L’amputation ferait gagner à Pivoine 12 à 18 mois.

La chirurgie peut fonctionner mais va être très compliqué parce qu’elle a toujours des bactéries. Pivoine resterait hospitalisée environ 2 mois et cela couterait entre 5 et 10 000 € pour la clinique + les soins derrières, il y en aurait pour 20 000 € si tout va bien. Avec son infection, Pivoine a moins de 20 % de chance de survie.

La meilleure solution serait l’euthanasie.

J’ai passé un mois avec Pivoine, c’est une ânesse qui a envie de vivre, c’est encore un bébé, elle est calme et patiente, elle est combative et courageuse, elle est résiliente.

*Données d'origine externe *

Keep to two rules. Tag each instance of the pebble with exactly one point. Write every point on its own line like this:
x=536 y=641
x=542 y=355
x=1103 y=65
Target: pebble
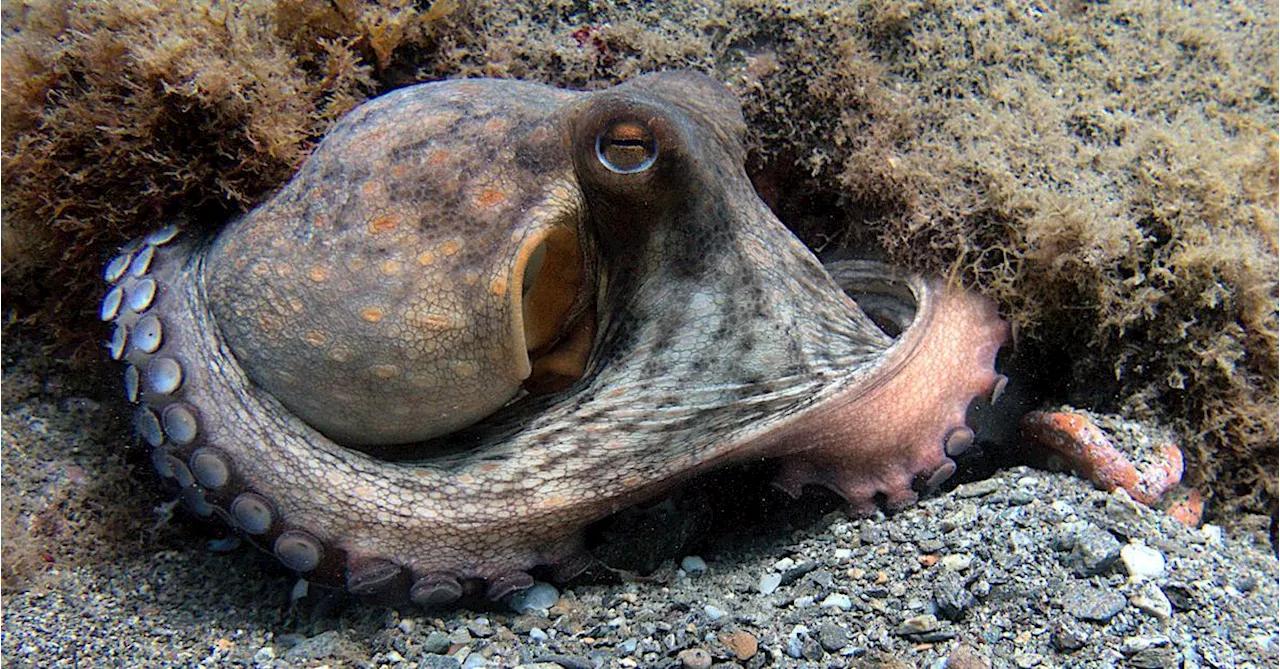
x=837 y=600
x=480 y=627
x=1069 y=636
x=437 y=642
x=693 y=566
x=796 y=640
x=741 y=644
x=1088 y=603
x=539 y=598
x=1152 y=600
x=978 y=489
x=1093 y=550
x=951 y=596
x=769 y=583
x=918 y=624
x=832 y=637
x=1142 y=562
x=694 y=659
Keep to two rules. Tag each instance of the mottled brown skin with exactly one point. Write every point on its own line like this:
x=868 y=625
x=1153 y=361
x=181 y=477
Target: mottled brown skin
x=376 y=299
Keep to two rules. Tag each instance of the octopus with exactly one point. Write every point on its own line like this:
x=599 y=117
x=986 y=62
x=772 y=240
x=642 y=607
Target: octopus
x=487 y=314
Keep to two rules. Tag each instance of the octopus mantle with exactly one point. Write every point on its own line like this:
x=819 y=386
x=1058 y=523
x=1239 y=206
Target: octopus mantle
x=485 y=314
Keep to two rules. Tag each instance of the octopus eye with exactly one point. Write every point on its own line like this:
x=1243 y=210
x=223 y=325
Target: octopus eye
x=626 y=147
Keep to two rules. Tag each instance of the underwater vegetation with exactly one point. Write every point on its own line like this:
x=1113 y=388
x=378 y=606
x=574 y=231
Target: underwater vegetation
x=1110 y=173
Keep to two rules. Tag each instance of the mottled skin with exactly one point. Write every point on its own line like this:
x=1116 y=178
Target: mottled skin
x=376 y=299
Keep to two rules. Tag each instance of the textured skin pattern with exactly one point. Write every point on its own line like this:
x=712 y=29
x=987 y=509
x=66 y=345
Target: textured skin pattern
x=342 y=374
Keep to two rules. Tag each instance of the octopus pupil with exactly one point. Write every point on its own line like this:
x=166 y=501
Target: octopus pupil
x=626 y=147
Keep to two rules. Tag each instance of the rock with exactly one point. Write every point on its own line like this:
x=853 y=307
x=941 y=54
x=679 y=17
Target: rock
x=437 y=644
x=918 y=624
x=741 y=644
x=1088 y=603
x=832 y=637
x=951 y=596
x=1093 y=551
x=978 y=489
x=1142 y=562
x=837 y=600
x=796 y=640
x=1151 y=653
x=693 y=566
x=480 y=627
x=694 y=659
x=965 y=656
x=769 y=583
x=1152 y=600
x=794 y=573
x=1069 y=636
x=539 y=598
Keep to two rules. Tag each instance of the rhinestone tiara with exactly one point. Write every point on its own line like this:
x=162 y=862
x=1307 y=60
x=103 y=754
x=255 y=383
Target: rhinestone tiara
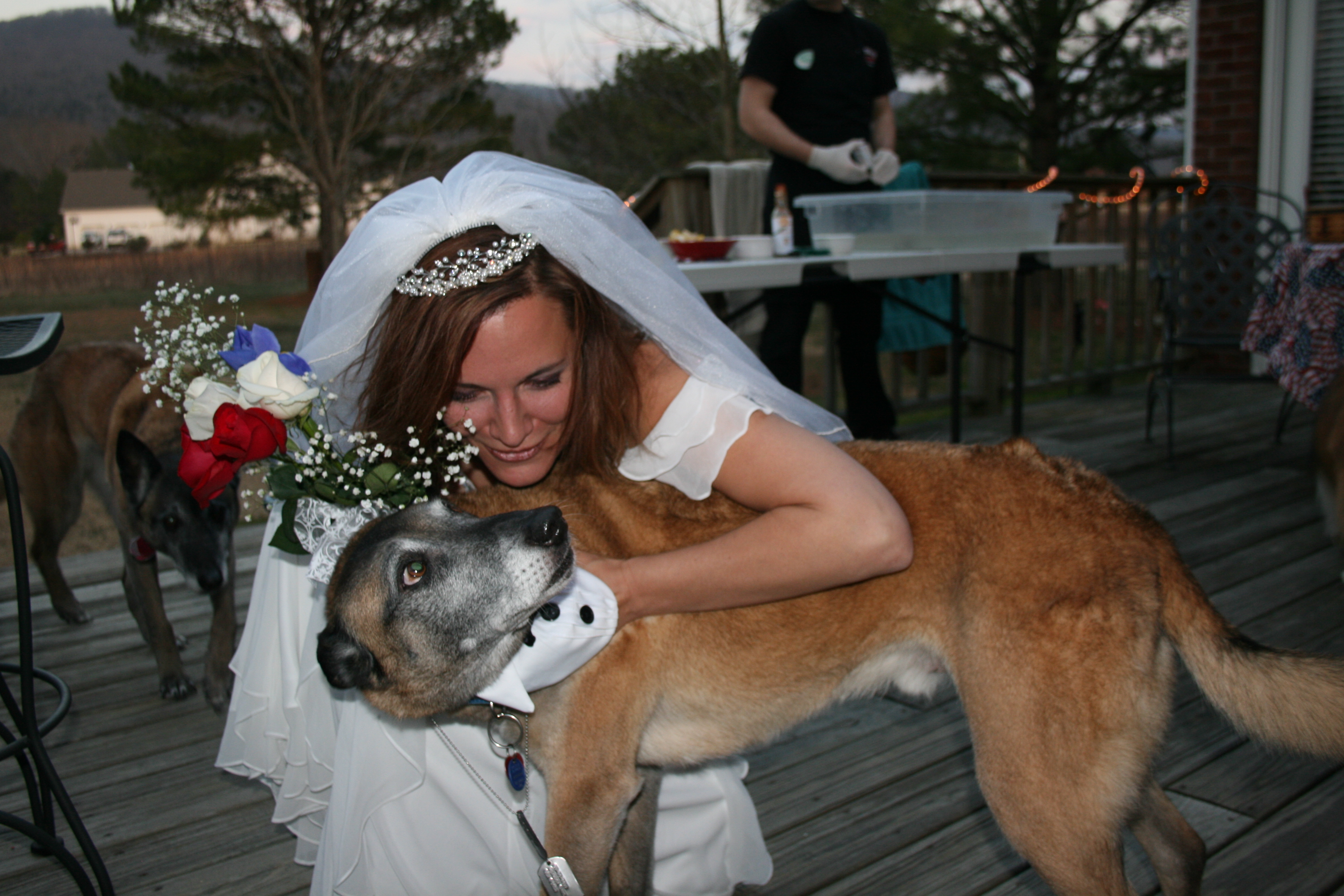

S’il y en a bien une qui peut survivre à tout ça, c’est bien elle. Je demande qu’une chirurgie soit faite dès que possible. L’opération ne peut pas se fait avant lundi après-midi et j’ai jusque-là pour réfléchir.

Jujube doit rentrer à la maison parce que ce serait trop contraignant pour les soins de Pivoine.

Le lendemain, je suis auprès de Pivoine pour qu’elle ne se sente pas seule.

Une chose est sûre, il ne faut pas me laisser trop de temps à réfléchir et à faire des recherches, appeler les amies pour prendre la meilleure décision. Oui, le lundi, je ne me suis pas rendue à la clinique mais avant l’opération, quand le chirurgien m’a appelé pour me demander ce que je voulais qu’il fasse, je lui ai dit « Vous tentez l’opération, si cela ne fonctionne pas, vous amputez et si là aussi, ce n’est pas bon, alors je suis d’accord pour l’euthanasie, mais on tente tout. »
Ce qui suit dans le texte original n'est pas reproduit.